The Next Door Neighbor / The Unfinished Work

sunset-at-gettysburg

by Joseph Mills

The Unfinished Work

For every Southern boy fourteen years old, not once but whenever he wants it, there is the instant when it’s still not yet two o’clock on that July afternoon in 1863…
– William Faulkner, Intruders in the Dust

I had been to Gettysburg before,
with my brother, and we had searched
for monuments to our native Indiana,
trying to imagine ourselves back then,
stationed in some rifle pit or trench,
pointing a weapon at the line of gray
doomed men stepping from the woods.
We understood we would have been
scared and homesick, but also resolute,
grimly determined, to make America
into America, the nation of history books,
victor of two world wars, the United States
of John Wayne and John Ford.

This time I am with my European wife
and our two children, who want to find
the monuments for their home state,
North Carolina, the ones on the other side
of the field, a place where I’ve never gone,
and as we look at maps and displays
of troop movements, my son asks,
“Daddy, Where would I have been?”
His older sister looks at me, then him.
She has long understood their skin
means a different place in these stories.
It wouldn’t have been as simple for them
as marching off to one side or the other.
But, although my son knows he’s brown,
he doesn’t yet understand he’s “black,”
and I wonder what to say. I know
stories of soldiers who looked like him,
and those of slaves. Which ones to tell
right now? Which do my children need?
Which will harm? Which will help?
Which will show not what their places
might have been, but what they can be?

What my son does already understand,
looking from the ridge to the woods,
is what it would mean to have to walk
all the way across this field when people
on the other side have cannons and guns.
That doesn’t make any sense,” he says,
“That would just be dumb,” and I think
Out of the mouths of babes. He doesn’t know
how this “charge” has been told as a tale
of honor, courage, some high water mark
of the noble lost South. Stripped of stories,
it’s a moment of death-drenched stupidity.

We begin to go past the markers
without reading them, content to be
walking in the country on a sunny day
as if we’re in an Impressionist painting
“Sunday in the (National) Park.”
Although the cemetery is nearby,
the hallowed ground, and we know
we should visit it, the kids have seen
a McDonalds at the edge of the field,
and, even though we’re vegetarians,
it’s triggered a determined offensive
to get some kind of treat before dinner.
We go back to the van, a Toyota,
a brand my mother calls “Jap junk”
and thinks is shameful we own
because she has “friends who fought
in Vietnam,” and as we leave the lot
we argue about whose turn it is
to pick music and how we should go
to wherever it is we’re going next.
Nothing is as clear as the maps
and the markers make it seem,
particularly the tangled desires
of family. Later, each of us might
make up stories about these days,
trying, in retrospect, to make sense
of what we did, and why, our lives
together, the unfinished work.

————————————————————————-

The Next Door Neighbor

As we unload the truck, she yells
from a metal chair on her porch
I’ve seen ‘em come and seen ‘em go
and it’s clear she expects to do both
with us. Later, at the housewarming,
she says she learned to smoke upstairs
in our bathroom sixty years ago,
that the neighborhood has changed,
that she used to be a dance teacher
but she retired at the right time
since her students had all started
to listen to that nigger music.
She says it’d be nice to have someone
clean her gutters, and she looks at me.
I agree, yes, it certainly would be nice.

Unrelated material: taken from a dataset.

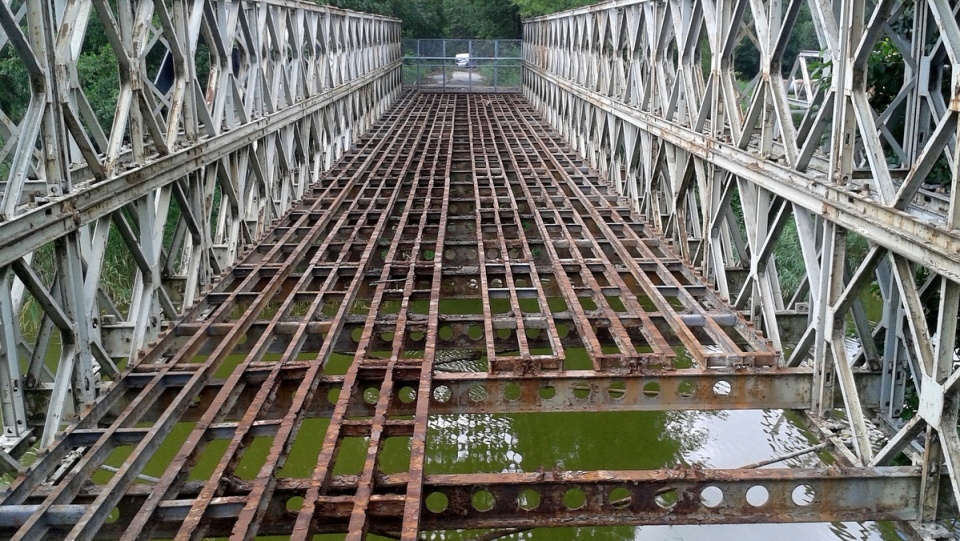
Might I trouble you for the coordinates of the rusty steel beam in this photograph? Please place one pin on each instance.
(860, 177)
(498, 274)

When we adopt our daughter, she says
the woman down the street asked her
why we couldn’t get a white baby,
but she thinks we’ve done a good thing,
that the baby is lucky, and we’ll be blessed,
and I want to say, Fuck you,
you racist old bat. Aren’t you afraid
what you’ll hear from our house?
I want to say we’re not blessed
or “good people.” But what I say
is we’re the ones who are lucky.
I say I hope the late night crying
isn’t too loud. I say it looks like rain.

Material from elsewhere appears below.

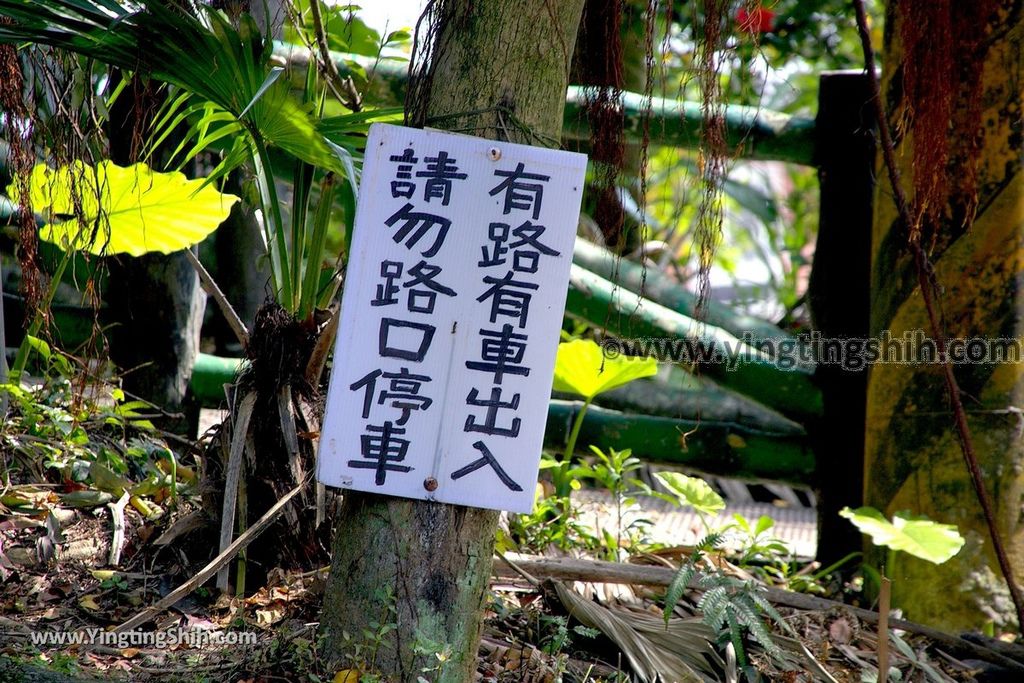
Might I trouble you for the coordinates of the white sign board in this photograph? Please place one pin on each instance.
(451, 317)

And one day we realize our daughter
is gone. She’s not in the house or yard.
We find her on the neighbor’s porch,
chatting away. She’s good company,
the woman says, and, from then on,
each time our child goes outside,
the woman yells from her chair,
Here comes Ms. America!
She starts buying gifts at Food Lion,
plastic toys and discounted candy.
She tells us, You need to get that girl
brothers and sisters. It’s a terrible thing
to grow old alone in this world.

After her cat dies, she finally agrees
to move into a home and it’s not long
after that the operations start.
Once, she gets someone to drive her
by the house but she’s too weak
to get out of the car. She tells us
they probably mean well enough
at the new place, but I miss my porch.
I miss seeing that beautiful girl of yours.
It’s not the same. Things aren’t the same.